Mit der Entwicklung vom Bemühen nach "Geschichte zum Anfassen" zum Live-Event steht Eggenburg nicht allein da. Nach Prinz Luitpold von Bayern schlug die Geburtsstunde der deutschen Mittelalterszene 1980 in Kaltenberg. Der Burgherr wollte ein neues Bierlokal mit einem Programm aus "Poesie und Magie" eröffnen. Dazu lud er einen Stuntman aus England ein, der mit bayrischen Gruppen ein Ritterturnier imitierte. "Anfang der 1990er Jahre war eine erste explosionsartige Entwicklung zu verzeichnen, die bis heute anhält," konstatiert Nicole Meisen im kürzlich erschienenen Sammelband "Fest und Event in Oberfranken". Die Bamberger Ethnologin sieht Mittelaltermärkte und Ritterspektakel als Teil einer "Festkultur mit Event-Charakter, die sich neben der herkömmlichen Fest- und Brauchkultur entwickelt." Allein in Deutschland sind es jetzt schon mehr als 500 Veranstaltungen jährlich, und es dürften noch mehr werden.

Die Mittelalterszene - eine Eigenbezeichnung - ist gut vernetzt. Vor allem ist sie vielfältig. Reenactors, die versuchen, historische Epochen möglichst authentisch nachzustellen, Hobbyhistoriker, junge Leute, die ihren Spaß haben und Gemeinschaft erleben wollen, zählen dazu, wie auch LARP- Aktivisten. Beim Live Action Role Playing spielt man Figuren aus dem Mittelalter ebenso wie aus dem Fantasy-Bereich. Spezialisierte Firmen bieten Zubehör für beide an. Ein LARP-Schwert aus Schaumstoff mit Latex-Überzug kann man um 40 Euro im Internet bestellen (einen Rohling zum Selbstbau sogar um die Hälfte), handgeschmiedete Schaukampfschwerte kosten das Sechsfache. Ein Hersteller warnt: "Bevor Sie sich dem Schaukampf widmen, sollten Sie eine Haftpflichtversicherung abschließen, denn der Schaukampf ist nicht ohne Risiko für Ihre Gesundheit und für die Ihres Partners." Kostüme und Requisiten für Mittelalterfeste findet man im Internet in reicher Auswahl. Wer sich nicht bei einer Spezialfirma eindecken will, kann bei E-Bay schon um 1 € ein "Mittelalterkleid mit Schnürung" erstehen. Zu den Veranstaltern zählen professionelle Eventagenturen ebenso wie Burgbesitzer, historische Vereine oder Museen. Manche Marktfahrer und Künstler haben ihr Hobby zum Beruf gemacht.

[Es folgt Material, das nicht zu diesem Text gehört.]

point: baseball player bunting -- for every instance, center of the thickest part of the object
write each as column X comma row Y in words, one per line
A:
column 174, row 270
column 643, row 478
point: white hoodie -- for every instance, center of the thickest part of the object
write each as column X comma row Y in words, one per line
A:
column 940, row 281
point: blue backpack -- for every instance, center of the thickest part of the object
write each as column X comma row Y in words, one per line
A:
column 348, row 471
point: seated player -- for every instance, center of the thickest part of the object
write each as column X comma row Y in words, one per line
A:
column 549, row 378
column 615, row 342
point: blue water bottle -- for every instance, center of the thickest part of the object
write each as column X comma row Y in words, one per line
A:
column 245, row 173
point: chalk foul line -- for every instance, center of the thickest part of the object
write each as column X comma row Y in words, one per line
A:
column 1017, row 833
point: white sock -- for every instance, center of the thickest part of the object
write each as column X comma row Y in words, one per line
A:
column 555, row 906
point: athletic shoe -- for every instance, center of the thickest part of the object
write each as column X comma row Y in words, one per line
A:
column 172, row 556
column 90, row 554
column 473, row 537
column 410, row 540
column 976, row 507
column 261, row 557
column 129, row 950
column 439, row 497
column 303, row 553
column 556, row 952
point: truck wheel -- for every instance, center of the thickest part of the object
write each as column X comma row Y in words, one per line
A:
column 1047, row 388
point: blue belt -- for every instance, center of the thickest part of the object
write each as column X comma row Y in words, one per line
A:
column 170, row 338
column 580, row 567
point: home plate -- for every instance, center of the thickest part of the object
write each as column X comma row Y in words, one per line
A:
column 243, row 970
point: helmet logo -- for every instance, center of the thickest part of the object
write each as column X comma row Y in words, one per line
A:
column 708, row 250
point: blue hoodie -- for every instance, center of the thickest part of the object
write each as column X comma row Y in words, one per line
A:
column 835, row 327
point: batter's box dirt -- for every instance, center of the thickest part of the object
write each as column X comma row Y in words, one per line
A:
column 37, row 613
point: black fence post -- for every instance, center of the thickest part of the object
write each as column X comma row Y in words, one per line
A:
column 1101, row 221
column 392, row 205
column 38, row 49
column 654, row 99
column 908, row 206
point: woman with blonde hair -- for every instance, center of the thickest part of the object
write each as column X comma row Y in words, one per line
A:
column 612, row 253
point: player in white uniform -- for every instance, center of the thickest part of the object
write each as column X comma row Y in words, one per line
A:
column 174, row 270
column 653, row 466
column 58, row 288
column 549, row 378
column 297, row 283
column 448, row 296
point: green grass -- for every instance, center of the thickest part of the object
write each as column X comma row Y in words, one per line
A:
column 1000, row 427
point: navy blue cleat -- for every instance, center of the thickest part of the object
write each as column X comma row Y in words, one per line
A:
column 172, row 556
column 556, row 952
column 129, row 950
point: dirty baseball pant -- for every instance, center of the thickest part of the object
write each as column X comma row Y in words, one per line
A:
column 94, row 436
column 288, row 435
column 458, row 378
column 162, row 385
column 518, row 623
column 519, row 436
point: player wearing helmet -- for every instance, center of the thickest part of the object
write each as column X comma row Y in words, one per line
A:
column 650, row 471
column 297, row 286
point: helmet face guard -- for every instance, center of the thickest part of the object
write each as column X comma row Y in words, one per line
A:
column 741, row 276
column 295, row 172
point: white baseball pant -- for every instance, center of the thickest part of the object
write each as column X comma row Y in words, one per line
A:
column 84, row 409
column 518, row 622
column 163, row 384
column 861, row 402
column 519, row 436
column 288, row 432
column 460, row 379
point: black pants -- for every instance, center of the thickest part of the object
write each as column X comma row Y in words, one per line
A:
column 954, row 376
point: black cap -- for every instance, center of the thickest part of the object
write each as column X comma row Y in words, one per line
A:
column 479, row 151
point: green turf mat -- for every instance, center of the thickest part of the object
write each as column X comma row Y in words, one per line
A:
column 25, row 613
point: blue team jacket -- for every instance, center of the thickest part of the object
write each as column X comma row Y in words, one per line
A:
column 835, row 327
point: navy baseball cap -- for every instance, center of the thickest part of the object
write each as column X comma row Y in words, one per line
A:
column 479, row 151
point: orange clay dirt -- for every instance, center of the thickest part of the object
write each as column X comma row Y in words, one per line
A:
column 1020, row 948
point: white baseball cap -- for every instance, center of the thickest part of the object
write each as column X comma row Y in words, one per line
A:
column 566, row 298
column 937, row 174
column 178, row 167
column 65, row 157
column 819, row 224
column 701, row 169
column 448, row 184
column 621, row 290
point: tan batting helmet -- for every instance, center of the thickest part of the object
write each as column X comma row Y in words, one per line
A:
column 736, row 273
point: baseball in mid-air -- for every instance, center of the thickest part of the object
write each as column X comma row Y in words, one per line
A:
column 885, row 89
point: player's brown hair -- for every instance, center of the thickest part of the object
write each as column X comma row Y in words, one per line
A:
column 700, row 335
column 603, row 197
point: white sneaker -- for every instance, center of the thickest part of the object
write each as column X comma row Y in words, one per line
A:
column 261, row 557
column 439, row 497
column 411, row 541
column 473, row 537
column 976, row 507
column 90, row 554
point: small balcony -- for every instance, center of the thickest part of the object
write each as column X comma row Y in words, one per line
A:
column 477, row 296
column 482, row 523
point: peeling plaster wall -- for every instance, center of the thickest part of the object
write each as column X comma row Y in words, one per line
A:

Die inszenierten Spektakel streben die möglichst perfekte Illusion einer mittelalterlichen Welt an, meint Nicole Meissen. Typisch für solche Events ist "eine Komposition verschiedener Elemente … die Mehrheit bietet 1000 Jahre Geschichte auf einem Platz vereint." Den Teilnehmern gehe es darum, in einem begrenzten Zeitraum so zu leben wie in einer vergangenen Epoche.Sie unterwerfen sich freiwillig einer vergangenen, unfreien, hierarchisch geprägten Gesellschaft und empfinden dies als Erholung vom Alltag.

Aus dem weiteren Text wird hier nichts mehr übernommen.